At least 42 people, including 36 Syrian regime troops, were killed Friday in an Israeli airstrike on Aleppo, making it the deadliest since Tel Aviv launched its brutal Gaza war on Oct. 7.

Israel has launched hundreds of airstrikes in Syria since the civil war there broke out in 2011, targeting army positions as well as Iran-backed forces including Hezbollah, an ally of Damascus and the Palestinian resistance group Hamas.

The strikes have increased since the Oct. 7 Hamas incursion and Friday's was the second such attack in 24 hours.

"Israeli strikes" targeted "a rockets depot belonging to Lebanon's Hezbollah" close to Aleppo airport, said the U.K.-based Syrian Observatory for Human Rights, which has a network of sources inside Syria.

It reported "42 killed, including six from Lebanon's Hezbollah group" and "36 soldiers," the highest Syrian army toll in Israeli strikes since the Israel-Hamas war began.

State news agency SANA, quoting a military source, reported that "at approximately 1:45 a.m., the Israeli enemy launched an air attack from the direction of Athriya, southeast of Aleppo," adding that "civilians and military personnel" were killed and wounded.

Contacted by Agence France-Presse (AFP) from Jerusalem, the Israeli military said it would "not comment on reports in the foreign media."

The Observatory also reported strikes targeting "defense factories" controlled by pro-Iran groups elsewhere in Aleppo province.

The attack came just hours after a reported Israeli strike in the Damascus countryside.

Syrian state media said "two civilians" were killed in an "Israeli air attack that targeted a residential building" on Thursday, also reporting material damage.

The Observatory said the Sayyida Zeinab area, a stronghold of pro-Iran armed groups including Hezbollah south of the capital, was targeted.

Israeli raids in Syria also seek to cut off Hezbollah supply routes to neighboring Lebanon.

Fears of spillover

Israel has exchanged near-daily cross-border fire with Hamas ally Hezbollah in Lebanon since the latest Gaza war began, sparking fears of a major regional conflagration.

In Lebanon, cross-border fire since October has killed at least 346 people, mostly Hezbollah fighters, but also including at least 68 civilians, according to an AFP tally.

The fighting has displaced tens of thousands of people in southern Lebanon and in northern Israel, where the military says 10 soldiers and eight civilians have been killed.

Hezbollah has fought alongside ally Damascus in Syria's civil war since at least 2013 and continues to operate in the country.

The Syrian government's brutal suppression of a 2011 uprising triggered a conflict that has killed more than half a million people and drawn in foreign armies and terrorists.

On Tuesday, strikes on eastern Syria's Deir el-Zour province killed 19 people, mostly pro-Iran fighters including two advisers from Iran's Revolutionary Guards, the Observatory said.

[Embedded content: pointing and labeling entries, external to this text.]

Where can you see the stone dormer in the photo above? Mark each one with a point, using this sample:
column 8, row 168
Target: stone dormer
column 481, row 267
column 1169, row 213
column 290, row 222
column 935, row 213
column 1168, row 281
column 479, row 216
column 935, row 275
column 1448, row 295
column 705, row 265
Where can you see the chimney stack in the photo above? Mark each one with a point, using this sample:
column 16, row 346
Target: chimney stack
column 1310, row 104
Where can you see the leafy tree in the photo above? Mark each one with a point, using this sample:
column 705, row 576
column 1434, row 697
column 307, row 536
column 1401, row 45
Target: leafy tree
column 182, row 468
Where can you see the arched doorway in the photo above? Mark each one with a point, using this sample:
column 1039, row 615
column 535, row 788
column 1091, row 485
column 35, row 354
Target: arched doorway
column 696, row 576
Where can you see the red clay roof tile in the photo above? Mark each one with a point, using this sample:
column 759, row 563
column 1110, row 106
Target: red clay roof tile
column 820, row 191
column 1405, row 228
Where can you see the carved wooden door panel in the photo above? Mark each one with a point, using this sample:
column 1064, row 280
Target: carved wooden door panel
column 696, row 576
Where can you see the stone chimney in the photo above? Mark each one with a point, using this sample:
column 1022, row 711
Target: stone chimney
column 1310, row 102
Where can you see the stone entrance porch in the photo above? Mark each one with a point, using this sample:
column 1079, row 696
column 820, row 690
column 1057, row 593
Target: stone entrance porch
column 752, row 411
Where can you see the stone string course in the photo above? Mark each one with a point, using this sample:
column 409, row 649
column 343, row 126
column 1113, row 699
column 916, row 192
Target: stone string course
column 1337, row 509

The World Health Organization (WHO) reported one of its workers was killed in the strikes, which the Observatory blamed on Israel, after initially not saying who carried them out.

A U.S. defense official told AFP the United States "did not conduct any airstrikes" at the time.

Israel rarely comments on individual strikes in Syria but has repeatedly said it will not allow Iran to expand its presence in Syria.